Thank you for posting this @rkishore
I adapted your solution to download the data needed to set up for the lesson6-rossmann jupyter notebook which you access by running rossman_data_clean. rossman_data_clean states that you should simply untar the data and go from there. Unfortunately, the data provided (http://files.fast.ai/part2/lesson14/rossmann.tgz) was throwing an error that it wasn’t a gzip file when I was trying to run untar_data.

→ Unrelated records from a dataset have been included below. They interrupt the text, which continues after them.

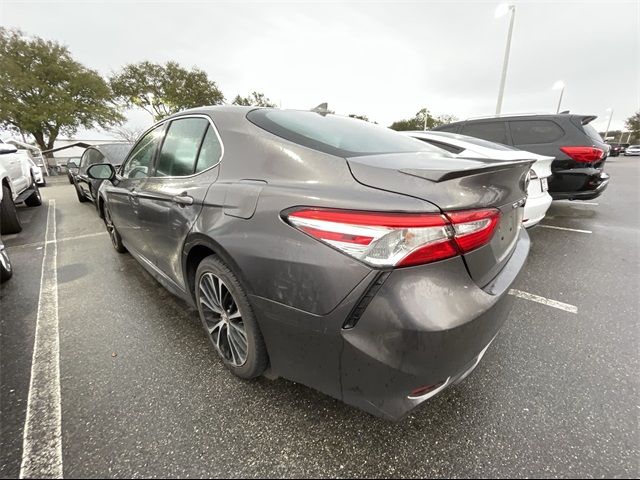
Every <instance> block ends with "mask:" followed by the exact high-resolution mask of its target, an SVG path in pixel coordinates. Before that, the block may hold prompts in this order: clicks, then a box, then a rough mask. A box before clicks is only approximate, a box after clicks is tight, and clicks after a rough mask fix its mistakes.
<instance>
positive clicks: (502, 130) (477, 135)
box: [460, 122, 508, 143]
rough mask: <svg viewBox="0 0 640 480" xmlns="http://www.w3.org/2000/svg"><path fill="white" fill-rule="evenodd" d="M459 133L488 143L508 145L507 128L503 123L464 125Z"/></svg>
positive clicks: (468, 124) (471, 124)
mask: <svg viewBox="0 0 640 480" xmlns="http://www.w3.org/2000/svg"><path fill="white" fill-rule="evenodd" d="M460 133H462V134H463V135H469V136H470V137H477V138H483V139H485V140H489V141H490V142H497V143H508V141H507V127H506V126H505V123H504V122H481V123H466V124H465V125H464V127H462V131H461V132H460Z"/></svg>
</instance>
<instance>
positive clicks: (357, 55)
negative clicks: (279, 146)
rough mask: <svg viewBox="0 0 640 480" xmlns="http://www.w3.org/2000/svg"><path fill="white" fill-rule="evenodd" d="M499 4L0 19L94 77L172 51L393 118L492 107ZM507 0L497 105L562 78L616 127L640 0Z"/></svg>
mask: <svg viewBox="0 0 640 480" xmlns="http://www.w3.org/2000/svg"><path fill="white" fill-rule="evenodd" d="M498 3H499V2H497V1H496V2H487V1H467V2H461V1H446V2H445V1H429V0H423V1H404V2H400V1H396V2H380V1H376V2H371V1H369V2H356V1H351V2H337V1H333V2H330V1H324V2H321V1H316V2H310V1H288V2H269V1H260V2H258V1H253V2H242V1H227V2H220V1H198V2H193V1H192V2H178V1H137V2H123V1H107V2H95V1H90V0H85V1H73V2H71V1H66V2H63V1H45V2H43V1H39V2H35V1H28V0H21V1H8V0H0V24H2V25H3V26H9V27H17V28H20V29H22V30H23V31H25V32H26V33H29V34H34V35H38V36H41V37H43V38H46V39H51V40H56V41H59V42H62V43H63V44H66V45H67V46H68V47H69V48H70V50H71V52H72V54H73V55H74V57H75V58H76V59H77V60H79V61H80V62H82V63H84V64H85V65H87V66H88V67H90V68H93V69H96V70H98V71H99V72H100V73H101V74H103V75H110V74H111V73H112V72H114V71H117V70H118V69H119V68H120V67H121V66H123V65H124V64H127V63H134V62H139V61H142V60H150V61H153V62H162V63H164V62H166V61H168V60H175V61H177V62H179V63H180V64H182V65H184V66H187V67H191V66H197V67H198V68H201V69H203V70H205V71H206V72H207V73H208V74H209V77H210V78H211V79H213V80H215V82H216V83H217V84H218V87H219V88H220V89H221V90H222V91H223V93H224V94H225V96H226V98H227V100H228V101H231V100H232V99H233V97H234V96H235V95H236V94H238V93H240V94H242V95H246V94H247V93H249V92H250V91H252V90H257V91H261V92H264V93H265V94H266V95H267V96H268V97H269V98H271V99H272V100H273V101H275V102H276V103H278V104H280V103H281V105H282V107H283V108H311V107H313V106H315V105H317V104H319V103H321V102H324V101H326V102H329V107H330V108H331V109H333V110H335V111H336V112H337V113H343V114H349V113H355V114H360V115H367V116H368V117H369V118H370V119H371V120H375V121H377V122H379V123H382V124H384V125H389V124H390V123H391V122H393V121H394V120H398V119H402V118H409V117H412V116H413V115H414V114H415V112H416V111H418V110H419V109H420V108H422V107H424V106H427V107H428V108H429V109H430V110H431V112H432V113H434V114H444V113H446V114H452V115H455V116H457V117H459V118H460V119H464V118H467V117H472V116H481V115H490V114H493V113H494V111H495V104H496V99H497V94H498V85H499V77H500V70H501V67H502V60H503V55H504V47H505V43H506V37H507V29H508V17H507V16H505V17H502V18H498V19H496V18H494V12H495V9H496V6H497V5H498ZM514 3H515V4H516V17H515V28H514V35H513V43H512V49H511V60H510V64H509V72H508V75H507V84H506V90H505V96H504V102H503V113H511V112H550V111H555V108H556V104H557V101H558V94H559V92H558V91H554V90H552V88H551V87H552V85H553V84H554V82H555V81H557V80H563V81H564V82H565V83H566V85H567V87H566V91H565V94H564V99H563V102H562V109H563V110H564V109H570V110H571V111H572V112H576V113H589V114H595V115H598V117H599V118H598V119H597V120H596V121H595V123H594V125H595V126H596V128H599V129H601V130H604V128H605V127H606V123H607V121H606V118H607V111H606V109H607V108H613V111H614V112H613V119H612V122H611V129H617V128H620V127H622V125H623V123H624V120H625V119H626V118H627V117H629V116H630V115H631V114H633V113H634V112H635V111H637V110H638V109H639V108H640V107H639V105H640V47H639V44H640V7H639V5H640V2H639V1H637V0H630V1H623V2H615V1H602V2H593V1H564V2H556V1H553V2H550V1H515V2H514ZM129 118H130V122H131V125H132V126H133V125H135V126H140V127H141V126H146V125H150V124H151V118H150V116H149V115H148V114H146V113H144V112H132V113H131V114H130V116H129ZM82 135H83V136H85V137H86V136H96V135H95V133H94V132H84V133H83V134H82Z"/></svg>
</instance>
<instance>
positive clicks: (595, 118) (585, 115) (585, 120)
mask: <svg viewBox="0 0 640 480" xmlns="http://www.w3.org/2000/svg"><path fill="white" fill-rule="evenodd" d="M596 118H598V116H597V115H582V116H581V117H580V123H581V124H582V125H586V124H587V123H591V122H593V121H594V120H595V119H596Z"/></svg>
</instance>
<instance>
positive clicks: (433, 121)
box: [389, 108, 457, 131]
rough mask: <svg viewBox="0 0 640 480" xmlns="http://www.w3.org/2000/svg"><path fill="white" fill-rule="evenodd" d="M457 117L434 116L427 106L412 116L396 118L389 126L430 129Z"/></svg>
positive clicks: (429, 129)
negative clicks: (395, 119)
mask: <svg viewBox="0 0 640 480" xmlns="http://www.w3.org/2000/svg"><path fill="white" fill-rule="evenodd" d="M456 120H457V119H456V117H454V116H453V115H439V116H434V115H432V114H431V112H429V110H428V109H427V108H423V109H422V110H420V111H419V112H417V113H416V114H415V116H414V117H413V118H409V119H405V120H398V121H397V122H393V123H392V124H391V126H390V127H389V128H391V129H393V130H398V131H402V130H424V128H425V126H426V128H427V130H430V129H432V128H435V127H439V126H440V125H445V124H447V123H451V122H455V121H456Z"/></svg>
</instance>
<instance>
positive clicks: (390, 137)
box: [247, 108, 448, 157]
mask: <svg viewBox="0 0 640 480" xmlns="http://www.w3.org/2000/svg"><path fill="white" fill-rule="evenodd" d="M247 119H249V121H251V122H252V123H254V124H255V125H257V126H258V127H260V128H263V129H264V130H267V131H268V132H271V133H273V134H274V135H277V136H279V137H282V138H284V139H286V140H289V141H290V142H294V143H297V144H299V145H302V146H304V147H308V148H312V149H314V150H319V151H321V152H324V153H329V154H331V155H337V156H340V157H357V156H363V155H377V154H383V153H401V152H433V153H434V154H437V155H440V156H447V155H448V154H446V153H445V152H443V151H442V150H440V149H439V148H435V147H432V146H431V145H428V144H426V143H423V142H420V141H419V140H415V139H413V138H410V137H406V136H404V135H401V134H399V133H398V132H396V131H394V130H391V129H388V128H385V127H381V126H379V125H376V124H374V123H369V122H365V121H362V120H356V119H353V118H349V117H342V116H339V115H331V114H327V115H324V114H319V113H315V112H308V111H299V110H275V109H266V108H265V109H259V110H252V111H251V112H249V113H248V114H247Z"/></svg>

Your solution worked perfectly and I am able to finally run this step as a result!
PATH=Config().data_path()/Path('rossmann/')
table_names = ['train', 'store', 'store_states', 'state_names', 'googletrend', 'weather', 'test']

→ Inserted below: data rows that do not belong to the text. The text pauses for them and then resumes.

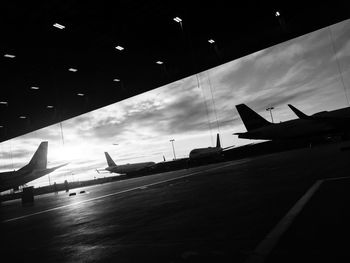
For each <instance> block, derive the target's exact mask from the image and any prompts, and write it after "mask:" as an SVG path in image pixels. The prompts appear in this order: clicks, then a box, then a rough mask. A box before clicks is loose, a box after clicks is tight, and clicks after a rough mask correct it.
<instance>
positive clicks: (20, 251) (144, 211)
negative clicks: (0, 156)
mask: <svg viewBox="0 0 350 263" xmlns="http://www.w3.org/2000/svg"><path fill="white" fill-rule="evenodd" d="M341 146H343V145H339V144H333V145H328V146H322V147H317V148H312V149H303V150H295V151H290V152H285V153H279V154H271V155H266V156H261V157H256V158H251V159H245V160H238V161H231V162H225V163H219V164H212V165H208V166H203V167H196V168H192V169H188V170H181V171H175V172H169V173H164V174H157V175H151V176H145V177H140V178H133V179H130V180H126V181H118V182H113V183H108V184H103V185H97V186H91V187H85V188H84V189H73V190H71V192H75V193H77V195H75V196H69V195H68V193H65V192H60V193H59V194H57V195H55V194H47V195H43V196H37V197H35V203H34V205H32V206H23V207H22V205H21V203H20V201H9V202H4V203H3V204H1V208H0V220H1V224H0V227H1V229H0V230H1V236H2V237H1V239H2V243H3V244H2V248H1V258H2V259H4V258H7V259H9V260H11V261H12V262H20V261H21V262H22V261H33V262H48V261H49V262H111V261H116V262H141V261H142V262H151V261H152V262H213V261H214V262H244V261H245V260H246V259H247V258H248V257H249V256H250V255H251V254H252V253H253V252H254V249H255V248H256V246H257V245H258V244H259V243H260V242H261V240H263V239H264V237H265V236H266V234H267V233H268V232H269V231H270V230H271V229H272V228H273V227H274V226H275V225H276V224H277V222H279V220H280V219H281V218H282V217H283V216H284V215H285V214H286V213H287V212H288V210H289V209H290V208H291V207H292V206H293V205H294V204H295V202H296V201H297V200H298V199H299V198H300V197H301V196H302V195H303V194H304V193H305V192H306V191H307V190H308V189H309V187H310V186H311V185H312V184H313V183H314V182H315V180H317V179H319V178H325V177H340V176H347V170H346V169H347V168H348V160H349V156H350V151H341V150H340V148H341ZM81 190H85V191H86V192H85V193H82V194H80V191H81Z"/></svg>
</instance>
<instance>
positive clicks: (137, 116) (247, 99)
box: [0, 20, 350, 186]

tables = [pd.read_csv(PATH/f'{fname}.csv', low_memory=False) for fname in table_names]
train, store, store_states, state_names, googletrend, weather, test = tables
len(train),len(test)
The code that I ended up running at the start of the notebook to download & unzip the file successfully was as follows:
PATH=Config().data_path()/Path('rossmann/')
table_names = ['train', 'store', 'store_states', 'state_names', 'googletrend', 'weather', 'test']
tables = [pd.read_csv(PATH/f'{fname}.csv', low_memory=False) for fname in table_names]
train, store, store_states, state_names, googletrend, weather, test = tables
len(train),len(test)
url = "http://files.fast.ai/part2/lesson14/rossmann.tgz"
local_tgz_path = "/home/jupyter/.fastai/data/rossmann/rossmann.tgz"
print("Downloading from %s..." % (url,))
urllib.request.urlretrieve(url, local_tgz_path)
print("Opening using tarfile from %s..." % (local_tgz_path,))
tarred_file = tarfile.open(local_tgz_path)
tarred_file.extractall(path="/home/jupyter/.fastai/data/rossmann")
tarred_file.close()
path = Path("/home/jupyter/.fastai/data/rossmann/")
For anyone wondering, I’m running my cloud entirely in the cloud on GCP.